Construction of local reduced spaces for Friedrichs' systems via randomized training
Christian Engwer, Mario Ohlberger, Lukas Renelt
TL;DR
This work develops and analyzes localized training for Friedrichs' systems by introducing transfer operators that map boundary data on oversampling domains to interior solutions and proving their compactness via a Caccioppoli-type energy decay and Maxwell-type embedding results.
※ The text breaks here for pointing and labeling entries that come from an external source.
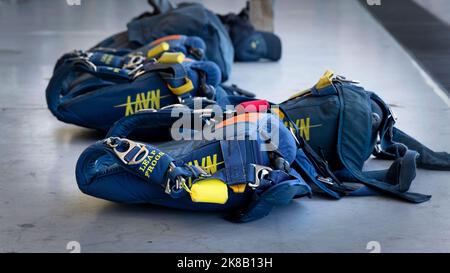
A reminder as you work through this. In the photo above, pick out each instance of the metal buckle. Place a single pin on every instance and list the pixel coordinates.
(344, 79)
(179, 180)
(260, 173)
(138, 71)
(113, 142)
(85, 61)
(295, 137)
(134, 61)
(326, 180)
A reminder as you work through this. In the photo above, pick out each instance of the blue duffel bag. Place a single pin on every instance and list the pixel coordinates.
(234, 173)
(95, 96)
(343, 125)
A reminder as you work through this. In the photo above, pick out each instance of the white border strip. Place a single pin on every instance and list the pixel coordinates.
(431, 83)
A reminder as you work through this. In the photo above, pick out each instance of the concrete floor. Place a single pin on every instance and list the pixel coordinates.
(41, 208)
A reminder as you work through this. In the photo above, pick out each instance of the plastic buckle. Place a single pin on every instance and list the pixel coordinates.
(259, 173)
(113, 142)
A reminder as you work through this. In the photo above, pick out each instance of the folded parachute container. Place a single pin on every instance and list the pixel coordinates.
(234, 173)
(93, 95)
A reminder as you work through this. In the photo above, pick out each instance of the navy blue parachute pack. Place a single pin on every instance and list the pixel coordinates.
(227, 38)
(186, 19)
(344, 125)
(233, 174)
(177, 58)
(96, 88)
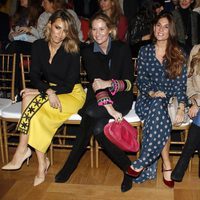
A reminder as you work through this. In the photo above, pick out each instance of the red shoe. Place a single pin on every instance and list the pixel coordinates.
(132, 172)
(170, 183)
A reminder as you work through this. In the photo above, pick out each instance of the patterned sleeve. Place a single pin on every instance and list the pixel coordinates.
(143, 80)
(181, 86)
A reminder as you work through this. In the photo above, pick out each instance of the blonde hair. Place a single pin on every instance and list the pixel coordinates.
(111, 26)
(116, 11)
(71, 42)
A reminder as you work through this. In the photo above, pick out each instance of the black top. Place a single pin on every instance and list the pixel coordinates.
(64, 70)
(117, 64)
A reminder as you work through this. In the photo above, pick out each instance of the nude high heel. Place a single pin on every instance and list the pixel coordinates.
(40, 179)
(18, 165)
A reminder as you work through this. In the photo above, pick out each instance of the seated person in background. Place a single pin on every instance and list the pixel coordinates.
(140, 26)
(113, 10)
(110, 72)
(5, 27)
(55, 68)
(193, 92)
(187, 25)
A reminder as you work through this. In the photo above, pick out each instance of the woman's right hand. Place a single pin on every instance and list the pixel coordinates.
(115, 114)
(54, 100)
(29, 91)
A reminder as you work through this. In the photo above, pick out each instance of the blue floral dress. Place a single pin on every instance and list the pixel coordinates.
(153, 111)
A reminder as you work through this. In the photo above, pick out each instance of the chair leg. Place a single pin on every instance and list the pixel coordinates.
(51, 153)
(92, 152)
(138, 139)
(97, 154)
(199, 163)
(5, 140)
(1, 144)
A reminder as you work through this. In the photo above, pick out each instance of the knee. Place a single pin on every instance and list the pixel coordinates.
(90, 112)
(160, 102)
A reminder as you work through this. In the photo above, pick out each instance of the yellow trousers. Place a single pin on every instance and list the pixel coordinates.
(45, 122)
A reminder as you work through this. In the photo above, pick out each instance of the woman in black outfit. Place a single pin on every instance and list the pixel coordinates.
(110, 72)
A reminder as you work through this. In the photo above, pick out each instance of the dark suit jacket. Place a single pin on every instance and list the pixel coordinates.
(97, 66)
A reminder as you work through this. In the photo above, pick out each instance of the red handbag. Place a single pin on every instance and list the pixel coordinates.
(123, 135)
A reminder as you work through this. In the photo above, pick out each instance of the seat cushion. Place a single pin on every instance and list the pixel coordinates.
(4, 103)
(13, 111)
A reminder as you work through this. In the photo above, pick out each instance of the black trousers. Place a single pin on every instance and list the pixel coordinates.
(93, 121)
(192, 144)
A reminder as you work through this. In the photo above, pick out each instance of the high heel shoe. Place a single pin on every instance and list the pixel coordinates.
(40, 179)
(131, 172)
(127, 183)
(170, 183)
(18, 165)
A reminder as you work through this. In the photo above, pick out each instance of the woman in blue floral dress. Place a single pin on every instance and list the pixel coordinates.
(161, 75)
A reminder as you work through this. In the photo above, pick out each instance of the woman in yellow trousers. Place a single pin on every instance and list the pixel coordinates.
(58, 94)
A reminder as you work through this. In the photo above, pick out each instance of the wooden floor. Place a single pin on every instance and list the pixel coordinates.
(93, 184)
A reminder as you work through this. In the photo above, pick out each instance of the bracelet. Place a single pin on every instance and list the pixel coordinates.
(183, 110)
(51, 94)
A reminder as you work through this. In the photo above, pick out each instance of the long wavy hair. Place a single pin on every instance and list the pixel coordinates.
(58, 4)
(116, 11)
(174, 56)
(111, 26)
(195, 63)
(71, 42)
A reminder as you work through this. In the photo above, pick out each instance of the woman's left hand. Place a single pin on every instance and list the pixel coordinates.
(179, 117)
(28, 91)
(55, 102)
(193, 111)
(100, 84)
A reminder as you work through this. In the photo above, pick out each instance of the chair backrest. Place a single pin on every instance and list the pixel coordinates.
(83, 74)
(135, 89)
(7, 75)
(25, 63)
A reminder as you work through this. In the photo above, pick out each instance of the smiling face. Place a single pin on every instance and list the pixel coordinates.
(58, 31)
(48, 6)
(100, 32)
(105, 5)
(161, 29)
(24, 3)
(185, 3)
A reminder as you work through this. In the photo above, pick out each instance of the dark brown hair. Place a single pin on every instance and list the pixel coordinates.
(195, 62)
(174, 56)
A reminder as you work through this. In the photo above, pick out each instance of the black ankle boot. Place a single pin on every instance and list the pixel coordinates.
(190, 146)
(126, 183)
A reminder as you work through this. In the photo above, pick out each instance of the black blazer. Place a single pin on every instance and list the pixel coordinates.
(64, 71)
(97, 66)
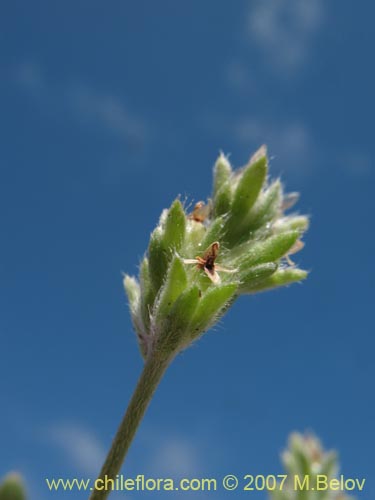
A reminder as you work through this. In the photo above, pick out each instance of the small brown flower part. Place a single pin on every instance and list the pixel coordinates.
(298, 245)
(208, 265)
(200, 212)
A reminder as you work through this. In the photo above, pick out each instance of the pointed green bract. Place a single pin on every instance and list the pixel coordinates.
(174, 285)
(248, 188)
(269, 250)
(133, 292)
(12, 488)
(148, 293)
(282, 277)
(256, 275)
(175, 332)
(222, 173)
(158, 258)
(222, 194)
(210, 307)
(214, 232)
(299, 223)
(267, 207)
(304, 461)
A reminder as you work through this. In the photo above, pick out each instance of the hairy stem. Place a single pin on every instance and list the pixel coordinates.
(152, 373)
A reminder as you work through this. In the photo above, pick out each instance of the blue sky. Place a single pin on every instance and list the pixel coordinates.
(107, 113)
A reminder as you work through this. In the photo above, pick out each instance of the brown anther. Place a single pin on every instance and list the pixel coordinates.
(207, 263)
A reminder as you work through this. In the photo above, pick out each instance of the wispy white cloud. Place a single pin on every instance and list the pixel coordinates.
(291, 141)
(85, 104)
(284, 30)
(29, 76)
(80, 446)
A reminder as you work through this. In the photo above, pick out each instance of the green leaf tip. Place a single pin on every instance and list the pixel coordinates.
(197, 264)
(12, 487)
(305, 457)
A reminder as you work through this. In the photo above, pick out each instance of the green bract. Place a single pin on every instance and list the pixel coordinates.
(12, 488)
(198, 263)
(310, 472)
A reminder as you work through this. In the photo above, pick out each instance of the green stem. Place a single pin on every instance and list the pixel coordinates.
(152, 373)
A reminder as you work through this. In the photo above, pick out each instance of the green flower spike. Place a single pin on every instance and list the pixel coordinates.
(237, 243)
(311, 472)
(197, 264)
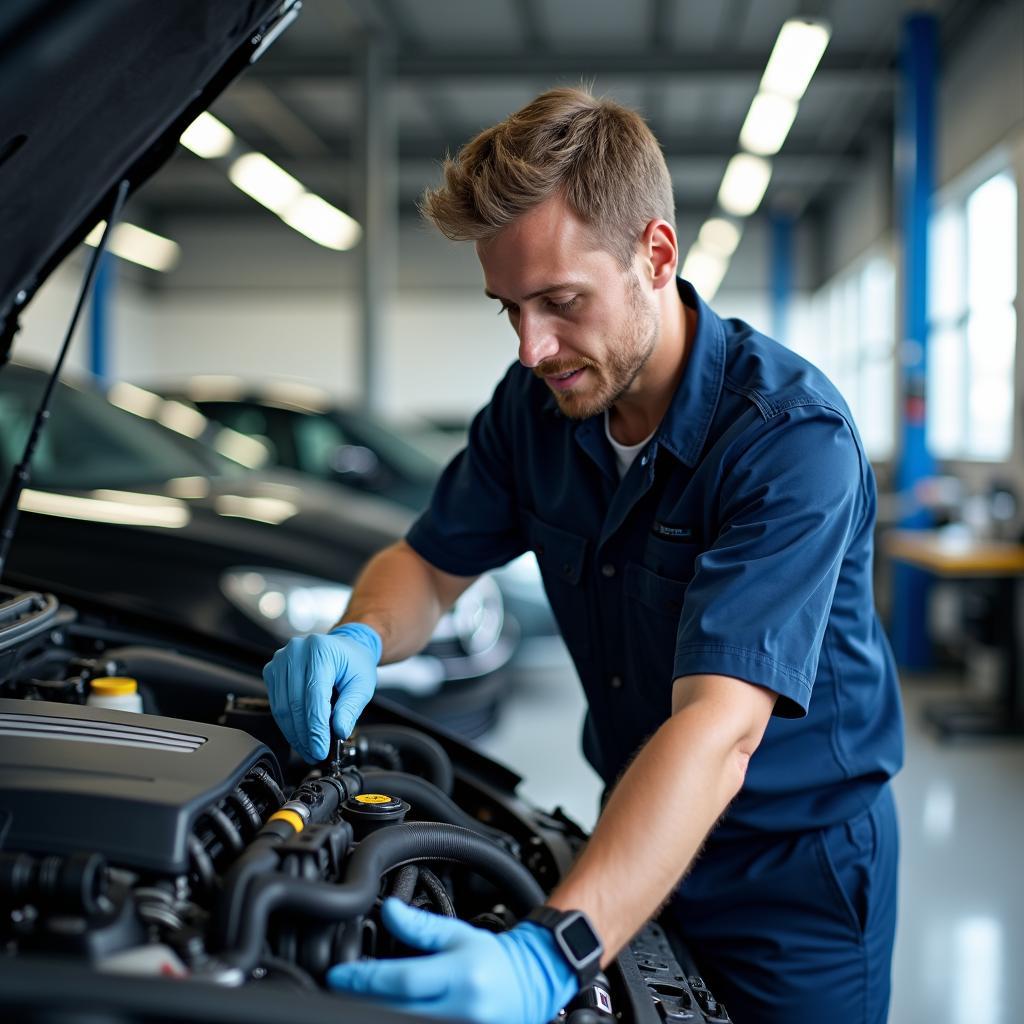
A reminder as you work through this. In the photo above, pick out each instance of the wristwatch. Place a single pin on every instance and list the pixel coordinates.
(576, 939)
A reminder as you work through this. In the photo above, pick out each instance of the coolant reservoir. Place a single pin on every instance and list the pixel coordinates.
(116, 692)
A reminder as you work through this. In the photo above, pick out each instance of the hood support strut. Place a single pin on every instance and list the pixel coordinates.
(23, 472)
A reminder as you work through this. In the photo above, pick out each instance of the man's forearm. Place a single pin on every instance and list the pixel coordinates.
(654, 822)
(401, 597)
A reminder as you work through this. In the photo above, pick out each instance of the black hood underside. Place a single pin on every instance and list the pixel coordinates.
(93, 93)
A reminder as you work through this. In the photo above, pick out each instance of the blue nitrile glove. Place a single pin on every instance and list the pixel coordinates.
(302, 676)
(517, 977)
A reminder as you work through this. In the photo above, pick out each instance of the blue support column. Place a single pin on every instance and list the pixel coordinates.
(99, 318)
(781, 274)
(914, 184)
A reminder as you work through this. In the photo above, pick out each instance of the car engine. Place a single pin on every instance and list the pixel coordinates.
(181, 863)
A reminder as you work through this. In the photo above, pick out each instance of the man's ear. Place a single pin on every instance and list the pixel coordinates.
(659, 253)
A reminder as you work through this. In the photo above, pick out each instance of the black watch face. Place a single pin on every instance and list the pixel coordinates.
(579, 938)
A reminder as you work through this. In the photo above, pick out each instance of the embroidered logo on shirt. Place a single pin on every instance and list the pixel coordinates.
(672, 532)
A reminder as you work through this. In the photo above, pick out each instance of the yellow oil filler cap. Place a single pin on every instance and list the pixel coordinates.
(115, 692)
(111, 686)
(370, 811)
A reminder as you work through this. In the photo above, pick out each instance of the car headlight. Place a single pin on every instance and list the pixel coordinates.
(289, 604)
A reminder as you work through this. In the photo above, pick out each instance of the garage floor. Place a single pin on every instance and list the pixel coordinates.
(961, 932)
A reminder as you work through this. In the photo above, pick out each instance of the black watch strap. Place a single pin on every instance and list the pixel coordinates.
(576, 938)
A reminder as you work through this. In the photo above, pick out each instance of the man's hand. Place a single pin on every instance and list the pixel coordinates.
(301, 677)
(518, 977)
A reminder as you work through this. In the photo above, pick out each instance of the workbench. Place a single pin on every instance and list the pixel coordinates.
(955, 556)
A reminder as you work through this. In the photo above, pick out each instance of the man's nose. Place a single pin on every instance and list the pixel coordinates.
(537, 340)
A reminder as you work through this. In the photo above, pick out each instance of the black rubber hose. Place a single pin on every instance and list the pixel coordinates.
(295, 974)
(378, 853)
(377, 754)
(438, 894)
(260, 774)
(202, 863)
(247, 809)
(403, 886)
(427, 801)
(430, 754)
(259, 858)
(225, 830)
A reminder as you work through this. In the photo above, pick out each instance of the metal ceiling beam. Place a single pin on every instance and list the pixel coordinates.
(855, 69)
(531, 25)
(431, 150)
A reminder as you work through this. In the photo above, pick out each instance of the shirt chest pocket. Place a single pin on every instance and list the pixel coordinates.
(562, 557)
(652, 606)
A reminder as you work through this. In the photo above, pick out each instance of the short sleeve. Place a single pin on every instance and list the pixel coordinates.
(472, 523)
(760, 598)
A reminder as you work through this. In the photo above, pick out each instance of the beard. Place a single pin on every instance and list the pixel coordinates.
(622, 365)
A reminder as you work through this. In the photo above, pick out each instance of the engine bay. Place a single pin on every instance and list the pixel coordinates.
(183, 845)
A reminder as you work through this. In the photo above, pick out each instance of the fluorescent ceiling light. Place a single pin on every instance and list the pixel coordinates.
(719, 237)
(293, 394)
(795, 57)
(269, 510)
(208, 137)
(170, 513)
(138, 246)
(325, 224)
(261, 178)
(216, 387)
(134, 399)
(246, 451)
(705, 270)
(743, 186)
(767, 124)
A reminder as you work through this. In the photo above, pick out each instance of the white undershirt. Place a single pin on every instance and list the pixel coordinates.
(625, 454)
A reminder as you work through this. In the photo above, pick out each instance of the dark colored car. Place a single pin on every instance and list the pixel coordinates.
(122, 505)
(303, 428)
(175, 862)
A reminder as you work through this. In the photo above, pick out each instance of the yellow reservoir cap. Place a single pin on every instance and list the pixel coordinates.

The authors formulate local problems, derive the associated transfer operators, and show that the resulting local spaces are quasi-optimal through a randomized range-finder approach, enabling practical construction of near-optimal reduced spaces. The methodology is then applied to a convection-diffusion-reaction problem in first-order form, where the Friedrichs framework provides the necessary smoothing and compactness properties. Numerical experiments with heterogeneous diffusion channels demonstrate exponential convergence of the localized spaces, validating the approach and highlighting the influence of oversampling geometry on performance, with implications for efficient parametric and multiscale PDE solvers.
Abstract
This contribution extends the localized training approach, traditionally employed for multiscale problems and parameterized partial differential equations (PDEs) featuring locally heterogeneous coefficients, to the class of linear, positive symmetric operators, known as Friedrichs' operators. Considering a local subdomain with corresponding oversampling domain we prove the compactness of the transfer operator which maps boundary data to solutions on the interior domain. While a Caccioppoli-inequality quantifying the energy decay to the interior holds true for all Friedrichs' systems, showing a compactness result for the graph-spaces hosting the solution is additionally necessary. We discuss the mixed formulation of a convection-diffusion-reaction problem where the necessary compactness result is obtained by the Picard-Weck-Weber theorem. Our numerical results, focusing on a scenario involving heterogeneous diffusion fields with multiple high-conductivity channels, demonstrate the effectiveness of the proposed method.